I was on a river cruise on the Mekong three months ago when I finally tested positive. I'd caught it on the first international flight I'd taken after mask mandates were dropped. I started to feel chills after a day out in Phnom Penh and tested positive that night. I spent the next five days of the cruise seeing Vietnam from my bed. It went like most people's experiences with the Omicron variant.

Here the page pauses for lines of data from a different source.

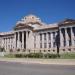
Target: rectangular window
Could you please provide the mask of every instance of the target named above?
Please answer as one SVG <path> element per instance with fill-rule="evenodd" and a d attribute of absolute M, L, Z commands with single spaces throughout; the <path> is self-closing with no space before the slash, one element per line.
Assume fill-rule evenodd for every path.
<path fill-rule="evenodd" d="M 53 42 L 53 47 L 55 47 L 56 46 L 56 43 L 55 42 Z"/>
<path fill-rule="evenodd" d="M 53 40 L 55 40 L 55 32 L 53 32 Z"/>
<path fill-rule="evenodd" d="M 49 48 L 51 48 L 51 43 L 49 43 Z"/>
<path fill-rule="evenodd" d="M 36 36 L 34 36 L 34 41 L 36 41 Z"/>
<path fill-rule="evenodd" d="M 47 43 L 44 43 L 44 48 L 47 48 Z"/>
<path fill-rule="evenodd" d="M 42 41 L 42 34 L 40 34 L 40 41 Z"/>
<path fill-rule="evenodd" d="M 34 48 L 36 48 L 36 43 L 34 43 Z"/>
<path fill-rule="evenodd" d="M 40 48 L 42 48 L 42 43 L 40 43 Z"/>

A whopping headache for two days, some sneezing and sniffling. It wasn't pleasant but I recovered quickly. As far as I could find out, no one else on the cruise caught it from me. I had lived in fear of this moment and yet it didn't ruin my trip, which is what I'd expected. In fact, I was exceptionally lucky to be on a cruise, in a beautiful suite, with room service whenever I needed anything, from paracetamol to pho. The two picture windows opened to form a balcony and I had plenty of fresh air, clean water (delivered to my doorstep) and entertainment on the TV screens.

It was in fact one of the nicest cruises I've been on, as the sights and sounds of the Mekong wafted into the suite. I'm not downplaying the severity of the disease. And I am doing my darnedest not to get it a second time, because my chances of chronic illness increase with every incidence.

We may be "over it" but I'm not sure it's over us. Those early images of "plague ships" and hard hotel quarantine no longer reflect the reality of cruising and touring. Even so, travel means putting yourself repeatedly in situations where you're in close contact with other people, so you might be unlucky, even armed with vaccinations. But you might catch norovirus too (even if it's less likely than it was before COVID). Life is a constant risk assessment and travellers do this every time they leave for the airport.